Las críticas de Laura Zurita:
Motor City
En el Detroit de los años 70, John Miller, un mecánico de clase trabajadora, ve cómo su vida se hace pedazos cuando un gánster local, tras descubrir que se ha enamorado de su novia, lo incrimina y lo envía a prisión. Años después, sale con una única misión: la venganza.
Dirección: Potsy Ponciroli. Guion: Chad St. John. Reparto: Alan Ritchson (John Miller), Shailene Woodley, Ben Foster, Pablo Schreiber. Producción: Stampede Ventures / Gramercy Park Media. Distribución: Vértice Cine. Estreno: 24 de julio de 2026.
Lenguaje visual
Motor City nos demuestra el gran poder del lenguaje visual en una película. Nos presenta una historia de esperanza: La de un hombre que quiere dejar atrás su pasado y construir una vida sencilla junto a la mujer que ama. Miller en Motor City parece estar en un momento brillante de su vida. Se ha rehabilitado; su novia lo quiere y ambos desean formar una familia. Esto se cuenta con mucho detalle: su apartamento es modesto, sus uniformes de trabajo delatan claramente que se trata de empleos precarios. Han elegido alejarse de un pasado turbio para empezar una historia modesta, pero juntos. Esa construcción del entorno de Miller transmite de forma creíble su condición social sin necesidad de explicarla con palabras. Solo que ese sueño no va a poder ser, y ahí empieza la lucha por la propia vida y la supervivencia.

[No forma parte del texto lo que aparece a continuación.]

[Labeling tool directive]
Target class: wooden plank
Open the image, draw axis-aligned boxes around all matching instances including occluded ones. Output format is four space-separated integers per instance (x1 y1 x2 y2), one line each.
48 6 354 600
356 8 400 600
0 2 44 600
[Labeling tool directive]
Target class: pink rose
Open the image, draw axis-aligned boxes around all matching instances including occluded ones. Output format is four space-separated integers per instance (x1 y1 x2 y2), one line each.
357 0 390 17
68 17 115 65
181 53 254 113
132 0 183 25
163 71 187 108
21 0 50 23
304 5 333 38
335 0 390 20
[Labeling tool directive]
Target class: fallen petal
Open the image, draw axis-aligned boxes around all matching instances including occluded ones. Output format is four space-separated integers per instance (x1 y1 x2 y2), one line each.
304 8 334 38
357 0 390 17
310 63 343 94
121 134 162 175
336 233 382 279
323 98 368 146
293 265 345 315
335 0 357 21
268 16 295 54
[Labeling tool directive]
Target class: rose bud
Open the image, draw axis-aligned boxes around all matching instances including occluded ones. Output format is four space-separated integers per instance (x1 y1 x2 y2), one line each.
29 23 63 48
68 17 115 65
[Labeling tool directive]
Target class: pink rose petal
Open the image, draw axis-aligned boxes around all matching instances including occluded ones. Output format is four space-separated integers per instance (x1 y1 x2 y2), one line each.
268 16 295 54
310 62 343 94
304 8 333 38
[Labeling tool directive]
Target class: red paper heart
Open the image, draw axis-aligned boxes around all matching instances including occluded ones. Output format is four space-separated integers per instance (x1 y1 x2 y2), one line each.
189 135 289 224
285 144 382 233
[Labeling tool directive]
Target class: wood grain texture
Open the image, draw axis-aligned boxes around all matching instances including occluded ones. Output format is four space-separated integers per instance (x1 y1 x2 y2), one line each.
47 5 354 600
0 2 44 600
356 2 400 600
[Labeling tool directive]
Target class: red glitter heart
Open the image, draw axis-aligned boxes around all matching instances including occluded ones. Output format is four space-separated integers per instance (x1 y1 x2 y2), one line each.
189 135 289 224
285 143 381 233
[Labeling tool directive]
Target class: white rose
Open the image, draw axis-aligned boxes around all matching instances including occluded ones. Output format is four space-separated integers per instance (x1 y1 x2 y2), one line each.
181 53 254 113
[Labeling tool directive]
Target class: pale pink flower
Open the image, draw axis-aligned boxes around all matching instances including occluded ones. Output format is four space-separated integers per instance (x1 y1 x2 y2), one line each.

La historia de la película se nos comunica con facilidad porque nos resulta conocida, y por eso puede contarse de manera sucinta, con pocas palabras. Lo mejor de la película no es su historia, sino la manera en que se nos cuenta. Motor City confía en la narración visual, prescindiendo casi por completo del diálogo, lo cual es su mayor virtud: la película respeta la inteligencia del espectador en un momento en el que abundan las películas y series que hablan de más, explicando lo que ya estamos viendo por si no lo hemos entendido bien.

Tropos bien traídos
Motor City se apoya en muchos tropos de cine negro ya conocidos y cuenta con la complicidad del espectador. Se la entregamos con gusto, porque están bien traídos y bien conectados. La historia resulta reconocible y, paradójicamente, por eso la apreciamos. Esto contribuye a que podamos entenderla de manera intuitiva y con pocos diálogos, dejando que sea la puesta en escena la que cargue con el peso dramático. Pero esa misma familiaridad tiene un lado débil, y es que al apoyarse en un género tan conocido, la película se vuelve previsible, y se adivina buena parte de su recorrido. El propio estilo, tan pendiente de la composición visual y musical, corre el riesgo de parecer un mero ejercicio de estilo. Ahora bien, Alan Ritchson como Miller nos resulta cercano y confiable, e introduce emoción en lo que podría haber sido un conjunto estiloso pero frío.
Por una parte, es cierto que Motor City ganaría dando algo más de espacio a esos personajes y dosificando mejor los momentos de exhibición visual y de acción. Pero por otro lado, el ejercicio es tan fascinante y está tan bien hecho que tocar su alma supondría el riesgo de destrozarla.
Eso sí, la banda sonora de Motor City es en sí misma una obra de arte. Precisamente por esa parquedad de diálogos, es ella quien narra el paisaje emocional y explica, con ayuda de la buena dirección de actores, lo que los personajes sienten. La música original de Steve Jablonsky convive con una selección de temas de los años setenta supervisada por el músico Jack White, que presta a la película energía y atmósfera.
En resumen, Motor City es una demostración de cómo el cine puede contar mucho con poco, apoyándose en la fuerza de la imagen antes que en la palabra, aunque esa misma apuesta la deja cercana a sus propios tropos. Eso sí, su banda sonora es, por sí sola, una obra de arte.